Amanita muscaria, commonly known as the fly agaric, has a history of being used as a fly trap, although it does not kill flies directly. The fungus contains two main psychoactive compounds: ibotenic acid and muscimol. When flies consume these compounds, they can experience effects similar to intoxication, often causing them to become less active or even appear “stupefied.” In some cases, this can lead to the flies being trapped or more easily killed, but the fungus itself is not lethal to flies.

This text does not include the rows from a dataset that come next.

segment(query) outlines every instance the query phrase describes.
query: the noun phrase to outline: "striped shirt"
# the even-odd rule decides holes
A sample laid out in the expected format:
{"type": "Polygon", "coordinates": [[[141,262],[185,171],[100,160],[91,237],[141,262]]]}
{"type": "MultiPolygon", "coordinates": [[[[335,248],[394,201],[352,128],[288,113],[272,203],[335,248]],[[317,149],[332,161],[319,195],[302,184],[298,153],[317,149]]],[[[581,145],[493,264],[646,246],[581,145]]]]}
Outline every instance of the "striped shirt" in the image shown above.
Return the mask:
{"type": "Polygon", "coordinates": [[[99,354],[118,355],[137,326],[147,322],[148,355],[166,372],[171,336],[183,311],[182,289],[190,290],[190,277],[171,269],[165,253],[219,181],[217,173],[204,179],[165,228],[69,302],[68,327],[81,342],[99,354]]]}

This study explores the traditional use of Amanita muscaria, a mushroom known for its fly-catching properties, among communities in the Karst and Gorjanci regions of Slovenia. Researchers interviewed local residents to document traditional preparation methods of this fungus for pest control. In total, nine different methods were recorded, ranging from simple soaking in milk or water to more complex procedures involving heat and mechanical processing. The researchers then replicated these methods and measured the release of two key compounds, ibotenic acid and muscimol, over time using high-performance liquid chromatography. They found that the release of these substances was time-dependent and not influenced by the type of solvent used. The least amount of these compounds was released when the mushroom was only soaked in water or milk. Additional heat and mechanical processing resulted in a faster release. The study concluded that using A. muscaria for fly control was common in Gorjanci but not in Karst and that the preparation methods significantly affected the release profile of ibotenic acid.